The market in Frankston touched bottom around 2005. Those who bought then have seen their values rising strongly over the past 2-3 years, including 13% in the year to March. Ditto near-city Carlton, where median prices for both houses and units dropped in 2005 but have climbed sharply since.

The thing Footscray, Frankston and Carlton (suburbs I’ve chosen at random) have in common is a long-term growth average around 12% (average capital growth over 10 years) and identifiable reasons for prices to grow. It’s the future that’s important, not the present.

The climate today presents similar opportunities for investors able to think and act independently.

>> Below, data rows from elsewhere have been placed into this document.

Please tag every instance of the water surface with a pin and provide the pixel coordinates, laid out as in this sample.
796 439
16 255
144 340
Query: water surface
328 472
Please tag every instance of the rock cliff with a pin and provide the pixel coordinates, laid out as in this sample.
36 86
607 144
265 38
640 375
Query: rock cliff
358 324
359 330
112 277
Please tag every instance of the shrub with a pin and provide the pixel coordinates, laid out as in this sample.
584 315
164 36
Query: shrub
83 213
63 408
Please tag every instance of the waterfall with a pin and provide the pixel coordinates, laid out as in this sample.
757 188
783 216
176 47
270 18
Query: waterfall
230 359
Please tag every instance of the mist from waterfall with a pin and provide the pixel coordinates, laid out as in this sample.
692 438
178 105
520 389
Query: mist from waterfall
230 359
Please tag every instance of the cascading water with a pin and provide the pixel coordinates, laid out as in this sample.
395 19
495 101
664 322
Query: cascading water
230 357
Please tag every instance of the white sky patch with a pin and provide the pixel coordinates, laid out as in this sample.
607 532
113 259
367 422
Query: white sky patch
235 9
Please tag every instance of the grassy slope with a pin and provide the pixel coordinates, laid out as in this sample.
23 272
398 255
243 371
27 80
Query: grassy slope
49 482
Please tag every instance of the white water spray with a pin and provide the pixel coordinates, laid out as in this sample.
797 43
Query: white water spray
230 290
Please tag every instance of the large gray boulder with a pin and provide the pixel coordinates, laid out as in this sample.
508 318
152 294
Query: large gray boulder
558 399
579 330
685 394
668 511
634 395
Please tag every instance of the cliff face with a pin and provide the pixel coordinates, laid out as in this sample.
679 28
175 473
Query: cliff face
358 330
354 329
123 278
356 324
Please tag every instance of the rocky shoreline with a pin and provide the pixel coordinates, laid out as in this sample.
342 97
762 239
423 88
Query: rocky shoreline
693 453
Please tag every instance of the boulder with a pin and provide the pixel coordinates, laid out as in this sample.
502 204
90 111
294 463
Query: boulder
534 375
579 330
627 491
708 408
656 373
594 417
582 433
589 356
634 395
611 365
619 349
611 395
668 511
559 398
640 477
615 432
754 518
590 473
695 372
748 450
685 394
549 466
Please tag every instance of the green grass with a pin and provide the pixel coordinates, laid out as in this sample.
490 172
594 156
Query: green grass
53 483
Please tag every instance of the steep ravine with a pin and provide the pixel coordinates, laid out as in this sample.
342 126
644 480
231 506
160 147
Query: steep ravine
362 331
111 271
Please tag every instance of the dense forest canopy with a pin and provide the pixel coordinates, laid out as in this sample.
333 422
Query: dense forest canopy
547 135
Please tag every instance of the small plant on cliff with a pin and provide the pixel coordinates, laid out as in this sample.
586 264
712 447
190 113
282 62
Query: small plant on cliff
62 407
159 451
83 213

Consider the fundamentals. Migration into Australia is at record highs, providing record overall population growth. Economic and employment growth remains strong - and is widespread, not just confined to the resources states.

At the same time, the housing market is under-supplied. We continue to build homes in numbers that are well below underlying demand. Vacancies are extremely low and rents have been rising - and rising.

Matusik says: “New dwelling supply is under-supplied by 32% across Australia - and more so in NSW and Queensland. The under-supply of new stock is expected to get worse in coming years and some forecast it could remain so for the next decade and beyond. We anticipate annual rental growth of around 12% a year over the next three years.”

These views are supported by many other commentators, including CommSec’s chief economist Craig Jamers, who says: “Australia is experiencing the biggest migration boom on record and the rental market is as tight as a drum - but home buyers are in short supply. There must be a lot more people in shared accommodation or at least staying at home with their parents longer.”

I’ll give the final word to the Herald Sun which reported earlier this week: “Melbourne’s rental market is the tightest it’s been for years. This is a landlords’ market with tenants bidding to rent properties and open-for-inspections crowded with potential applicants.

“As sharemarkets become more volatile, property investment is increasing as an alternative. Although there is strong and growing demand for rental housing by tenants, there are not enough investors in the market.

“So, it could be the right time to invest in residential real estate, with the aim of becoming a landlord.”